State's Earned Sick Time Law Goes Into Effect

Backers of the state's earned sick time law — which voters easily approved in the fall, and which takes effect Wednesday — rallied Tuesday, saying the new law will extend benefits to nearly 1 million workers.

"Hard-working people no longer risk losing their job if they have to stay home to care for themselves or for a sick child," Deb Fastino, co-chair of Raise Up Massachusetts, the coalition that successfully put sick time on November's ballot, said at the Boston rally, according to the group.

Starting Wednesday, all Massachusetts workers — part- and full-timers — will have the chance to accrue and use up to 40 hours of sick time a year. Employees of companies with 11 or more workers will have access to paid sick time, while workers at smaller businesses can receive unpaid time.

“From construction workers at the airport to people who just push wheelchairs to people who clean the airport, everyone needs paid sick time. Period," said Jonathan Cornier, an airport worker from Jamaica Plain.

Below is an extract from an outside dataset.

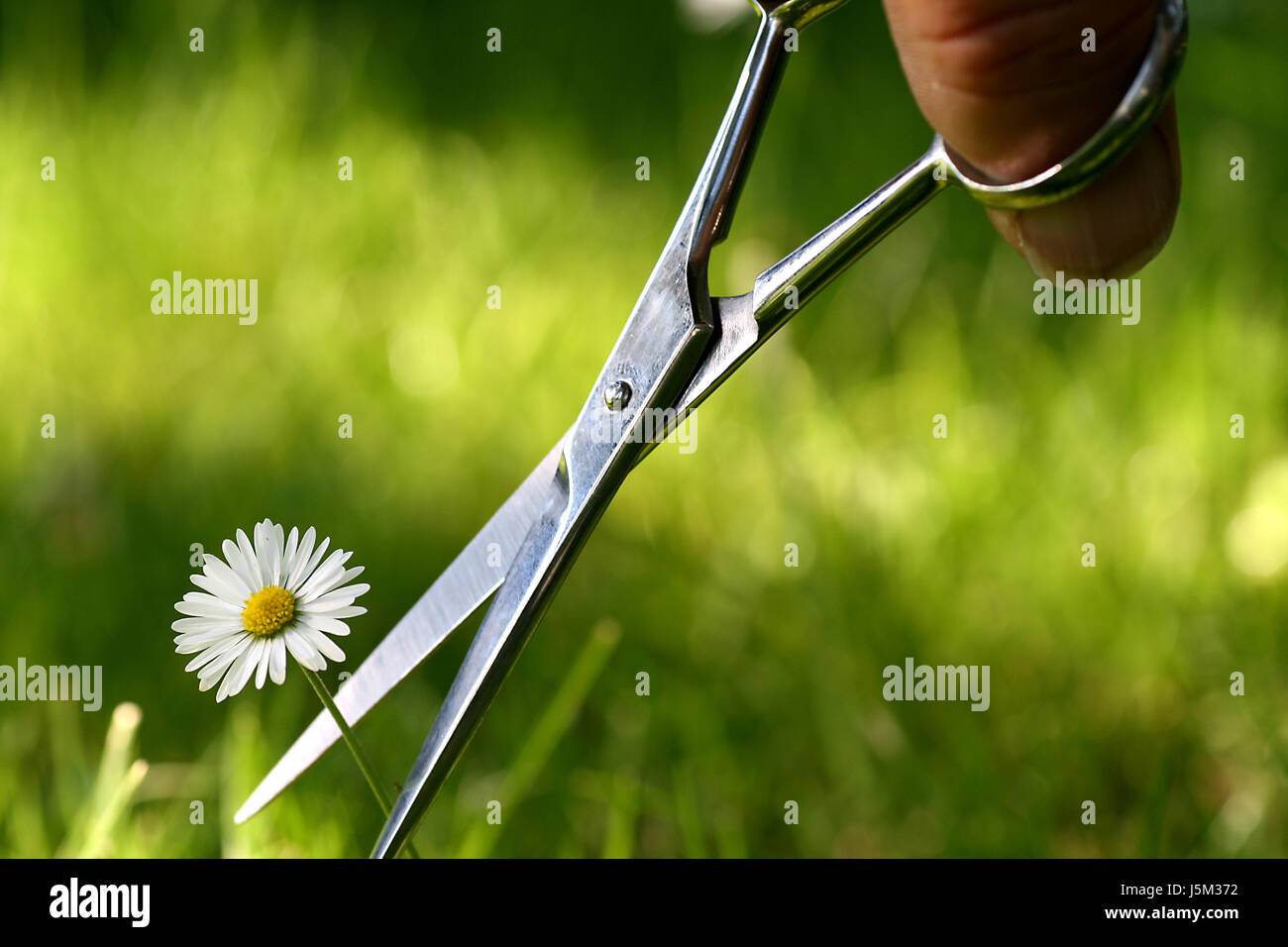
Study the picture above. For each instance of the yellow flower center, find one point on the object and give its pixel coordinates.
(268, 609)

Cornier said he hurt his arms on the job last year, missing two months of work. While recovering, he used up his vacation time and the remaining days he went unpaid.

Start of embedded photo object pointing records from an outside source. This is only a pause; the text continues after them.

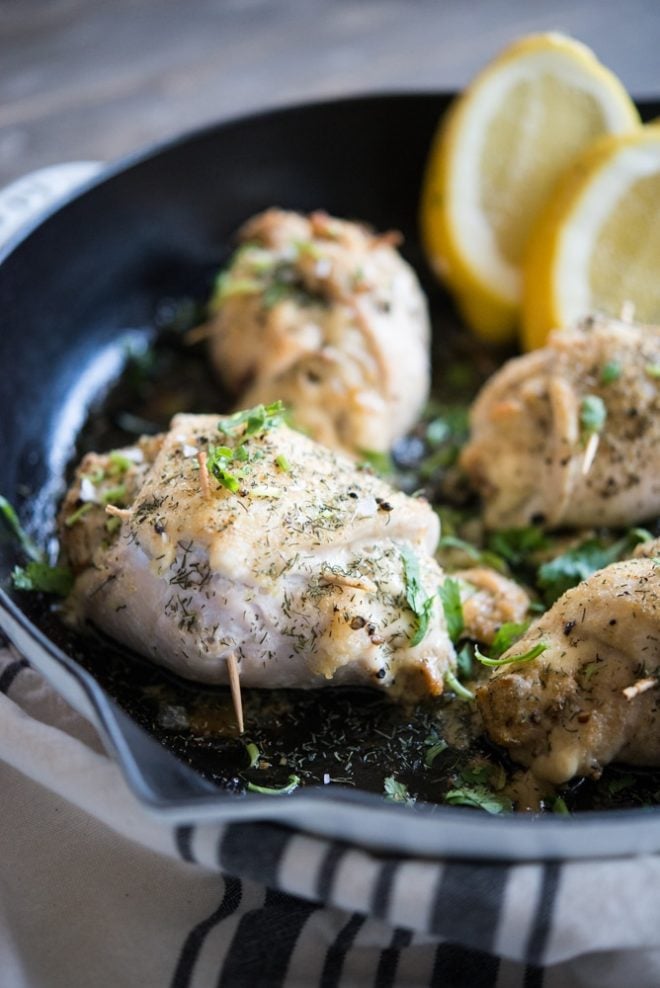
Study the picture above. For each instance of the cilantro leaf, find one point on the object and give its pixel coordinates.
(418, 602)
(593, 414)
(531, 653)
(13, 524)
(397, 792)
(480, 797)
(516, 544)
(462, 692)
(450, 595)
(436, 748)
(568, 569)
(610, 372)
(507, 634)
(293, 783)
(40, 576)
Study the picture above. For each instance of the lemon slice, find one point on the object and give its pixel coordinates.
(494, 163)
(596, 247)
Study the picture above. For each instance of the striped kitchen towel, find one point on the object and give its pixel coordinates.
(96, 893)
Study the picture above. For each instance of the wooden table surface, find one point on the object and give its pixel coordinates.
(94, 79)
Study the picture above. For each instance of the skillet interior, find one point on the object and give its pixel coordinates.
(100, 266)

After soliciting public and business input, state Attorney General Maura Healey on June 19 issued final regulations for the sick time law.

Healey also appeared at the rally Tuesday. “This isn't the first paid sick time law in the country, but it is the most expansive," she said.

Business groups worry about compliance with the new law, especially for small companies without human resources departments. They criticized the law last year, calling it a costly one-size-fits-all mandate.